In a prosecution brought by the Environment Agency, B&M Elkin & Son Ltd (the Company) of Hall Farm, Hilderstone, Staffordshire pleaded guilty to three charges of breaching environmental regulations following two pollution incidents and failing to provide adequate effluent storage.

The first incident occurred in Sept 2015 following a report of farm effluent discharging to the Gayton Brook, Milwich for several days. Investigators discovered that farm slurry had escaped from a gap in the storage pit. The incident caused effluent to run across the farm and into the brook, which was found to be green/brown in colour with a white foam, with a foul odour present. Approximately 3000 fish were killed in this incident.

A second incident occurred on 30 June 2016, when effluent entered Wheatlow Brook, which was found to be brown and frothy in appearance.

Hall Farm is within a Nitrate Vulnerable Zone which means the farm must comply with strict slurry storage capacity. Environment Agency officers advised the company that there was insufficient storage capacity and that they were in breach of the Nitrate Pollution Prevention Regulations 2010.

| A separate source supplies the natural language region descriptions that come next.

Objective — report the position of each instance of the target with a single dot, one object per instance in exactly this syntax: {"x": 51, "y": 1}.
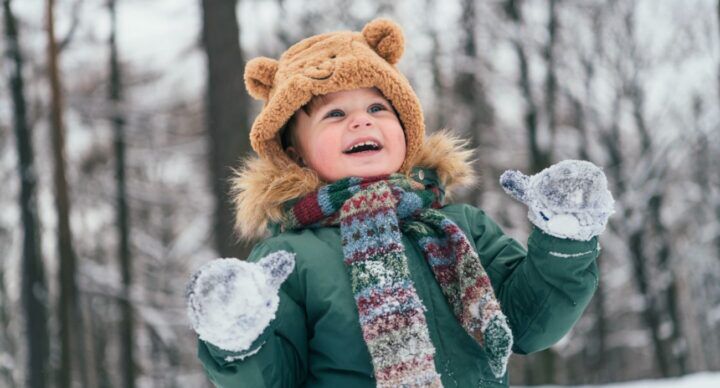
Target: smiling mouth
{"x": 363, "y": 148}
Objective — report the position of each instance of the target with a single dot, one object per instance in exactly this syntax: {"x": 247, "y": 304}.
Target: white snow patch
{"x": 697, "y": 380}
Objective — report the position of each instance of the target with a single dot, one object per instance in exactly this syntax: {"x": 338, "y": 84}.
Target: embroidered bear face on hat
{"x": 327, "y": 63}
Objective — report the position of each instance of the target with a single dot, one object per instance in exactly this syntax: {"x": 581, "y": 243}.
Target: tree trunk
{"x": 127, "y": 365}
{"x": 69, "y": 321}
{"x": 539, "y": 159}
{"x": 551, "y": 85}
{"x": 471, "y": 90}
{"x": 34, "y": 289}
{"x": 7, "y": 343}
{"x": 226, "y": 114}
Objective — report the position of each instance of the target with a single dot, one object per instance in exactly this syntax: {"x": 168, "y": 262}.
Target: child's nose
{"x": 361, "y": 121}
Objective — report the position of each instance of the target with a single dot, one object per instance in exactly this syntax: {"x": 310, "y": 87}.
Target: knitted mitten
{"x": 569, "y": 199}
{"x": 230, "y": 302}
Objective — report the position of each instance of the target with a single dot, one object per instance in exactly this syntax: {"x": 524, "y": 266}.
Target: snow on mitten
{"x": 230, "y": 302}
{"x": 569, "y": 199}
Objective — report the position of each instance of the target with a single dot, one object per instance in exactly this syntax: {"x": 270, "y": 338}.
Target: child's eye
{"x": 376, "y": 108}
{"x": 335, "y": 113}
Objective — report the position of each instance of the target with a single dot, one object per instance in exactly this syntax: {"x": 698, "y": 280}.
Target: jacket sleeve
{"x": 543, "y": 291}
{"x": 277, "y": 358}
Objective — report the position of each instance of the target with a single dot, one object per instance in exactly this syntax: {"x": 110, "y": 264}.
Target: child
{"x": 369, "y": 279}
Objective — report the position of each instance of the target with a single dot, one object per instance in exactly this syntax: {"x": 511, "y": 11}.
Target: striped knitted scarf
{"x": 372, "y": 214}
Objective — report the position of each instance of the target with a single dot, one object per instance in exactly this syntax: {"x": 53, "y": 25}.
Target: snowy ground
{"x": 698, "y": 380}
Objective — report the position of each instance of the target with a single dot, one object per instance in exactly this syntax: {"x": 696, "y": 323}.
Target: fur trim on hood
{"x": 261, "y": 187}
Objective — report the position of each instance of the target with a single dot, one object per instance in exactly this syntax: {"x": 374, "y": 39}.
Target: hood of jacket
{"x": 261, "y": 187}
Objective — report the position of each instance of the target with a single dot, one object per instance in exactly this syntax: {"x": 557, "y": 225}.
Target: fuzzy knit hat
{"x": 328, "y": 63}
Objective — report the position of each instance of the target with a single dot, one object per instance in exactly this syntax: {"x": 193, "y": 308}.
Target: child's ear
{"x": 259, "y": 77}
{"x": 386, "y": 38}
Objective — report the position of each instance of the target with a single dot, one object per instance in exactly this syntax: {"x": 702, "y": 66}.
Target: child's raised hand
{"x": 569, "y": 199}
{"x": 230, "y": 302}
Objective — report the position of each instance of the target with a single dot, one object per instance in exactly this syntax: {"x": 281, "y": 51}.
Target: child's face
{"x": 352, "y": 133}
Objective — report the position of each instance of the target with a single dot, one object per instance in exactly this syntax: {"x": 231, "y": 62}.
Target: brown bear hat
{"x": 315, "y": 66}
{"x": 330, "y": 63}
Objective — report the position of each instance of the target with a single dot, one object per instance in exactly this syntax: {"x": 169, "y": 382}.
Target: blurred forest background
{"x": 120, "y": 120}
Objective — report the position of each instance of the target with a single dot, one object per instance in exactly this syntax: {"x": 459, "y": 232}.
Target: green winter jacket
{"x": 316, "y": 341}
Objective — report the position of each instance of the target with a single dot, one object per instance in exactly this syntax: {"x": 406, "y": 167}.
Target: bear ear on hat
{"x": 386, "y": 38}
{"x": 259, "y": 76}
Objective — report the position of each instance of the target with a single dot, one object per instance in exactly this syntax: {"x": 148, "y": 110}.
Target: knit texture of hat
{"x": 328, "y": 63}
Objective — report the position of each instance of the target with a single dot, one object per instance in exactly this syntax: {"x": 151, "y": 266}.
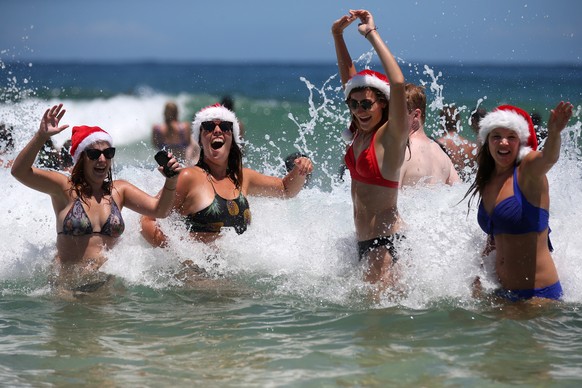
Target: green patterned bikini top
{"x": 221, "y": 213}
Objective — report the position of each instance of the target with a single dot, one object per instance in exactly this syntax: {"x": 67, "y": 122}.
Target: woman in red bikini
{"x": 380, "y": 119}
{"x": 88, "y": 203}
{"x": 514, "y": 200}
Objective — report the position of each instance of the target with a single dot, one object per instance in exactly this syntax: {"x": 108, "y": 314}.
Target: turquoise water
{"x": 286, "y": 305}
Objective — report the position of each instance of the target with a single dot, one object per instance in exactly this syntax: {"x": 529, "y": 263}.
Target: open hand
{"x": 366, "y": 21}
{"x": 49, "y": 125}
{"x": 559, "y": 117}
{"x": 342, "y": 23}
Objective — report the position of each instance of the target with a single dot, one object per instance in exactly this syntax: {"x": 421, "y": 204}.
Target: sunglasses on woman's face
{"x": 94, "y": 154}
{"x": 365, "y": 104}
{"x": 225, "y": 126}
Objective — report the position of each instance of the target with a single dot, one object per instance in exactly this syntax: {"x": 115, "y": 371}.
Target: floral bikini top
{"x": 77, "y": 223}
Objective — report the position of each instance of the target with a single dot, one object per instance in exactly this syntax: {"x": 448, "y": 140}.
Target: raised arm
{"x": 49, "y": 182}
{"x": 344, "y": 60}
{"x": 143, "y": 203}
{"x": 287, "y": 187}
{"x": 398, "y": 113}
{"x": 539, "y": 163}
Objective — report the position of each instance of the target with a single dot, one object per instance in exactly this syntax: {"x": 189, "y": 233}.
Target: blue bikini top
{"x": 513, "y": 215}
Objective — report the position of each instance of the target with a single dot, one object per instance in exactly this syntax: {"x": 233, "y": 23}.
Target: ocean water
{"x": 286, "y": 304}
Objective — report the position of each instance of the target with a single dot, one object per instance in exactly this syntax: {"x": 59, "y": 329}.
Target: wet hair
{"x": 449, "y": 118}
{"x": 81, "y": 187}
{"x": 6, "y": 138}
{"x": 416, "y": 99}
{"x": 234, "y": 169}
{"x": 485, "y": 167}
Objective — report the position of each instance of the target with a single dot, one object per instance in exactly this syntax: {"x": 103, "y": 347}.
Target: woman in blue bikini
{"x": 88, "y": 203}
{"x": 379, "y": 111}
{"x": 514, "y": 199}
{"x": 212, "y": 195}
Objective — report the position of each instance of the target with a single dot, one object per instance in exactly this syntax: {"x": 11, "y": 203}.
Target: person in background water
{"x": 6, "y": 145}
{"x": 173, "y": 135}
{"x": 213, "y": 194}
{"x": 462, "y": 152}
{"x": 377, "y": 103}
{"x": 425, "y": 161}
{"x": 88, "y": 203}
{"x": 514, "y": 200}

The company was fined £7,000, and ordered to pay £7,100 costs and a victim surcharge of £120.

In mitigation, consideration had been given that the business has been operating for 30 years without incident. The company had also cooperated with the Environment Agency and pleaded guilty at the first available opportunity. In addition, B&M Elkin & Sons Ltd had voluntarily paid £1,000 to the local wildlife trust and had spent over £20,000 in improvements and remediation at their site.

The Environment Agency Officer leading the investigation said:

“These were entirely preventable serious incidents, which led to pollution of farmland and watercourses in the area, resulting in the death of thousands of fish. The fact that the first incident was subsequently repeated gave us little choice but to pursue a prosecution.

” I hope this case sends a strong message to the farming industry that their activities have the potential for serious environmental impacts, and we take action when necessary.”